The Evolution of Luxury

But what exactly are luxury goods? There was a time when luxury goods simply meant the price tag of an item or service; the more expensive, the better. However, today luxury not only means cost, but how a brand or product makes the consumer feel.

The Deloitte report argues that consumers who buy luxury items aren’t doing it to show off, but rather because they feel like they’re getting excellent quality: the items are handmade (in China, at least), they’re ecologically sustainable, and, most importantly, the products make the consumer feel good while wearing or using them.

“Status has now become less ‘what I have’ and much more about ‘who I am’: more ethical, tasteful and discerning,” the Deloitte report’s authors wrote.

Luxury Brands Driving Brick-and-Mortar Sales

Brand experience is a key factor in the success of luxury brands. And creating those experiences is helping luxury brands’ brick-and-mortar stores flourish while longtime brands such as Sears Canada and Toys “R” Us in the US shut their doors – Deloitte suggests that 58% of millennials and 72% of baby boomers still shop in luxury brands’ physical stores rather than online. Those number are high regardless of whether consumers are from emerging markets (60%) or mature markets (65%).

And it appears likely that those numbers will continue to increase: Bain & Company predicts that in the next decade, 75% of all luxury goods and services purchases will come from physical retail stores.

What are those luxury brands doing to keep their clients shopping at their stores? Fred Segal CEO Allison Samek told Forbes that luxury consumers are looking for a one-of-a-kind shopping experience to go along with their unique luxury products, and crave excellent service, great quality, and value.
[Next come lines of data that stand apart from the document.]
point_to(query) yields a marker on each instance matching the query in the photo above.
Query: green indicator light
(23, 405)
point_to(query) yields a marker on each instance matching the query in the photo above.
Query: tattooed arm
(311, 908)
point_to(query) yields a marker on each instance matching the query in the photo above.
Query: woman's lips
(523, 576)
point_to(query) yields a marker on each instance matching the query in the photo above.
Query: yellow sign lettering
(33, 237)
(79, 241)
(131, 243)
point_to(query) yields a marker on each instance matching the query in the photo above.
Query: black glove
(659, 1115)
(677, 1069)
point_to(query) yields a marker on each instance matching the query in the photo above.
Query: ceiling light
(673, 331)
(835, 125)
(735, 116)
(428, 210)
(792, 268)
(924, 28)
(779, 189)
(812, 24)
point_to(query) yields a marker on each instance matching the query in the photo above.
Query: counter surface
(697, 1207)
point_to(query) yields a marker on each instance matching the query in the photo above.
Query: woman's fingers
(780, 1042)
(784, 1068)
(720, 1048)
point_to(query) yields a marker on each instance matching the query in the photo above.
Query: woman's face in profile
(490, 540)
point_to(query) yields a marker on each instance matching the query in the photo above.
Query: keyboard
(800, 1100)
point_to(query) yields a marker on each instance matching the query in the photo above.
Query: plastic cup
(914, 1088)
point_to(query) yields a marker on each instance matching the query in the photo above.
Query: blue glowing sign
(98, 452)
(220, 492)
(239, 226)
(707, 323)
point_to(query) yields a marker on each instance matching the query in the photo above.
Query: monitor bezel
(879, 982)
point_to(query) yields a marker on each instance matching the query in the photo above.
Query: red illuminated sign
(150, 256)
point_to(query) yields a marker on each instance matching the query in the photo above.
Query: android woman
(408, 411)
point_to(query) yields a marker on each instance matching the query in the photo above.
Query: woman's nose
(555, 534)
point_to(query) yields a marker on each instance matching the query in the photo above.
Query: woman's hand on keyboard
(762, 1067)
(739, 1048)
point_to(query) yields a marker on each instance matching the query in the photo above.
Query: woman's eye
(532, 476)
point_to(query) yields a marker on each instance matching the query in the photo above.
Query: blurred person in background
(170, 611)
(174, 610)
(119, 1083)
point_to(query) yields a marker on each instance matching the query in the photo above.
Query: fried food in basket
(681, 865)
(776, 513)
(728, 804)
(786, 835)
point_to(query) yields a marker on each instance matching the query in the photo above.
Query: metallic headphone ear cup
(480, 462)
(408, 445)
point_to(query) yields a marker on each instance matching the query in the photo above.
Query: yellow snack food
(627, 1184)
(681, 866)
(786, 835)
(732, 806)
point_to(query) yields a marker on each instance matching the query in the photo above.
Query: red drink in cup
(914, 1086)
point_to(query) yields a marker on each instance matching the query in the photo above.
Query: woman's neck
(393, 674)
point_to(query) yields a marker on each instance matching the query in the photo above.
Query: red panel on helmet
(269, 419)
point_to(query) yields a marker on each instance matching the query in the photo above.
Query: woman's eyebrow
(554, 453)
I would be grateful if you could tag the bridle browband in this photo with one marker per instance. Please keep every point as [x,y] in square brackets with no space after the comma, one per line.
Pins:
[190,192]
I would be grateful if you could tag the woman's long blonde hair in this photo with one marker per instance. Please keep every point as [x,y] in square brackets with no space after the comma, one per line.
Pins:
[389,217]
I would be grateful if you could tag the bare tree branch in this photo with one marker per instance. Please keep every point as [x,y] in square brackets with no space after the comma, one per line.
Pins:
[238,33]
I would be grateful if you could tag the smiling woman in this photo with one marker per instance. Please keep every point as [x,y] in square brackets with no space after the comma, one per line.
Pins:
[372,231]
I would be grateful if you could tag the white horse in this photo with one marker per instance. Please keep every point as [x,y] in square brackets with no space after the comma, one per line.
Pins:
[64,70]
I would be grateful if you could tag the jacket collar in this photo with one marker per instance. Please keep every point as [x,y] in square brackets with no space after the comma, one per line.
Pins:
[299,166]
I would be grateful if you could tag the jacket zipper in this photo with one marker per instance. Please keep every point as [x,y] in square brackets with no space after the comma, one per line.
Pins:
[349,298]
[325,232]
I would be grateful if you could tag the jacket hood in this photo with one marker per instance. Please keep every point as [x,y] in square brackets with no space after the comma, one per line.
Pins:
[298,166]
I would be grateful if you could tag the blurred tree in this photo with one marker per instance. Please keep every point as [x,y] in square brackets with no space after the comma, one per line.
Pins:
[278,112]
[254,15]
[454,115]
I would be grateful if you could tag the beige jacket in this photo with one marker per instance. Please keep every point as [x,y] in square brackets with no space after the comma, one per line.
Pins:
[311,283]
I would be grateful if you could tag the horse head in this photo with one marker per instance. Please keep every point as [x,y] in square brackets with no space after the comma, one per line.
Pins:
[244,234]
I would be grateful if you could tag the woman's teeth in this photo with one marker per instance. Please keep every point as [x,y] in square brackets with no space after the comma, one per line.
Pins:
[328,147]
Luxury Spending Expected to Keep Growing

To maintain their success and popularity, luxury brands need to remember their clients. While millennials outnumber baby boomers, many industry observers highlight the fact that the older generation still has greater buying power, and therefore must be acknowledged in the way that brands advertise their products as well as the shopping experience.

However, luxury brands also need to be cognizant of the ongoing generational shift. “A broader ‘millennial state of mind’ is permeating the luxury industry and changing the purchasing habits of all generations,” the authors of the Bain Luxury Study point out. “This shift in mindset is pushing luxury brands to redefine what they deliver to customers, and how they deliver it.”

The Bain & Company report suggests the luxury market footprint will “evolve significantly” over the next decade, estimating that it will continue to grow at a 4% to 5% compound annual rate over the next three years, with the market for personal luxury goods reaching about $484 billion by 2020.

Provided luxury brands like Tiffany & Co., Prada, and Giorgio Armani continue to offer unique experiences and quality products, their bottom lines should continue to grow. Consumers have spoken, and luxury brands seem to be as popular as ever.